About an exceptions you mentioned, I guess it is about mark-to-mark placement or language-specific shifts. Here are some raw thoughts on how to get a specific font vertical metric (alignment zone) based on anchor name and glyph case:

  • bottom anchor = Baseline alignment zone.
  • top anchor in lowercase glyph = x-Height alignment zone.
  • top anchor in Small Caps glyph = Small Caps alignment zone (if specified).
  • top anchor in Small Caps glyph that already have top component (calculate manually) = Small Caps alignment zone (if specified) + height of existing top component(s).
  • top anchor in uppercase glyph = Cap Height alignment zone.
  • top anchor in uppercase glyph that already have top component (calculate manually) = Cap Height alignment zone + height of existing top component(s).

This will work as long as the user uses standard font metrics. And if not, here is a workaround for edge cases:

  • If some vertical metric / alignment zone doesn’t specified in font, you always can fallback to anchor’s y coordinate.

Thanks, Michael, this all sound very interesting but I am not sure I understand all.

Are you thinking of a Python script? Would it auto-update everything on export? Would it have to be re-run manually (which would be a no-go for me)?

Do you mean anchor or anchors?

I suppose, here, y coordinate means y offset of the component? How would this work? What I want is a y offset of zero, quite simply.

At the beginning of my original post, I mention that there are cases in which the y value of anchors is relevant. Now this thread has become mainly about those cases, which is completely missing the point. The current system of anchors works fine when we need a y offset. No deed to discuss these cases.

What I am interested in is those cases in which I do not want a y offset for the diacritic (for me >90%), and therefore having 6 degrees of freedom to effectively control 3 is not an ideal technique.

How should the anchors in the final font be set? Glyphs will need to write a y position for the anchors in the exported font. How do you want to control mark to mark positioning? (Honest question)

I suppose it wouldn’t be difficult to find a solution so that the behaviour of the font is as expected. Depends on the reasoning and inner working that are used when implementing the “anchors without y value”. In case there are only implicit automatic anchors in the combining diacritics glyphs then they would simply have these automatic positions in the exported font as well. In case one would really work only with y-less anchors then the y value of the exported anchors should not make any difference for the behaviour (effectively this is what I have been trying to explain here from the beginning).
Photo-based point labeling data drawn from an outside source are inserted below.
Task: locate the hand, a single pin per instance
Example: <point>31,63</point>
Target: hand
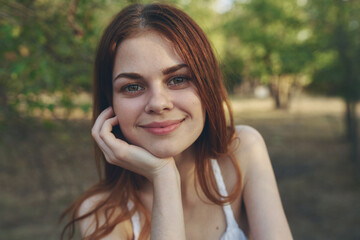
<point>120,153</point>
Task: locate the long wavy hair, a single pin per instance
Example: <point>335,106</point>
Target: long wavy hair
<point>193,46</point>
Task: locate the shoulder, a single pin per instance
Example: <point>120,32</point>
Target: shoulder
<point>248,138</point>
<point>92,218</point>
<point>250,149</point>
<point>261,197</point>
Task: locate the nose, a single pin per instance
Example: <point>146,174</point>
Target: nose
<point>159,101</point>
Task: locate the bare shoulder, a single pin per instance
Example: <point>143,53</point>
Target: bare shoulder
<point>266,216</point>
<point>249,137</point>
<point>250,150</point>
<point>87,225</point>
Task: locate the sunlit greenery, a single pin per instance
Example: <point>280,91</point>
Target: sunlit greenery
<point>47,48</point>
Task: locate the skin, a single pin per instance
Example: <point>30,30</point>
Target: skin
<point>146,94</point>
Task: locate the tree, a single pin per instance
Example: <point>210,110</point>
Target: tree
<point>47,52</point>
<point>269,38</point>
<point>337,72</point>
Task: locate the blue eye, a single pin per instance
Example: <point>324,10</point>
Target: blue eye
<point>178,80</point>
<point>132,88</point>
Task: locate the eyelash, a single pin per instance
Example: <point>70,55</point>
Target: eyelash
<point>184,79</point>
<point>140,88</point>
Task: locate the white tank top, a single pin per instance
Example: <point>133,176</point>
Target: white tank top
<point>232,232</point>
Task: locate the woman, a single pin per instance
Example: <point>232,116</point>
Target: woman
<point>169,162</point>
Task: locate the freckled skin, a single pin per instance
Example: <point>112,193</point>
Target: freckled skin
<point>158,97</point>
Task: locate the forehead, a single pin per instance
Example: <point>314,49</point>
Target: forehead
<point>146,51</point>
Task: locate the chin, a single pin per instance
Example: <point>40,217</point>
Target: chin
<point>163,153</point>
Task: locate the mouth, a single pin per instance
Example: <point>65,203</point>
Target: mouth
<point>162,128</point>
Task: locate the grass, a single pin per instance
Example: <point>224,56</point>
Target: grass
<point>44,165</point>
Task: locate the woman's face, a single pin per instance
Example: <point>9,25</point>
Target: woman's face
<point>154,97</point>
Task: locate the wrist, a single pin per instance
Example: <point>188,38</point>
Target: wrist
<point>168,172</point>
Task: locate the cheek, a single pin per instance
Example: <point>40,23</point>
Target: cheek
<point>126,111</point>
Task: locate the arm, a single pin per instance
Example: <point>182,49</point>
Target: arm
<point>266,216</point>
<point>167,213</point>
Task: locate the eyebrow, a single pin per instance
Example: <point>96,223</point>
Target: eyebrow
<point>137,76</point>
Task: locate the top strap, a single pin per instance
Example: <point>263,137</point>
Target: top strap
<point>135,221</point>
<point>229,215</point>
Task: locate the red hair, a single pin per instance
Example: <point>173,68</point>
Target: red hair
<point>214,142</point>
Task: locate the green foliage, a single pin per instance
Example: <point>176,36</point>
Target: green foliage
<point>336,69</point>
<point>268,33</point>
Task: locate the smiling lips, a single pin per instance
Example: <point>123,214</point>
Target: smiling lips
<point>162,128</point>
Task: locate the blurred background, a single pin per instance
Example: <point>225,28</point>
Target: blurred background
<point>292,68</point>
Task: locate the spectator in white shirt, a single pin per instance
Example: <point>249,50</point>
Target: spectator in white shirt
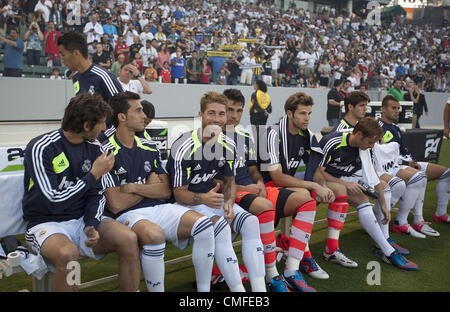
<point>129,33</point>
<point>146,34</point>
<point>148,53</point>
<point>93,30</point>
<point>246,74</point>
<point>44,6</point>
<point>128,71</point>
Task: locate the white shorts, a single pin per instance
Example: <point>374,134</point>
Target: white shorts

Don’t worry, I get your reasoning. I also really dislike cleaning up clients’ files in terms of anchor positioning, especially when they decide to put anchors at very nonstandard heights (for example: _top anchor above the marks, so the top anchor then sits somewhere between x-height and ascender…). I just think this suggestion might overcomplicate things instead of simplifying them, despite there being a good reason for the idea in standard cases.

I have to admit that I don’t have much experience when it’s about anchors within the final font files. What exactly is the effect of your “cleaning up”? Does it change the behaviour of the font?

A solution I once saw is that anchors were all at y=0. For the design back then it worked and it was easy to check (three short lines of code) if the anchors were on the baseline.

Back then, I did recommend against it because it would make mkmk impossible, but which the design did not require anyway IIRC. It did make selecting difficult sometimes since different anchors would end up on top of each other.

That’s exactly what I wrote above, isn’t it?

But that would make editing more difficult because we have anchors on top of each other.

No need for a script to check this, you can just use the Anchors palette.

AFAIK when an anchor is at coordinates 0, 0, its AnchorFormat record can be omitted from the GPOS table (markAnchorOffset is then NULL). But it would be trivial to normalize anchor positions on export, I think it’s nothing users should have to bother with, and I don’t have any idea how many bytes this could typically save.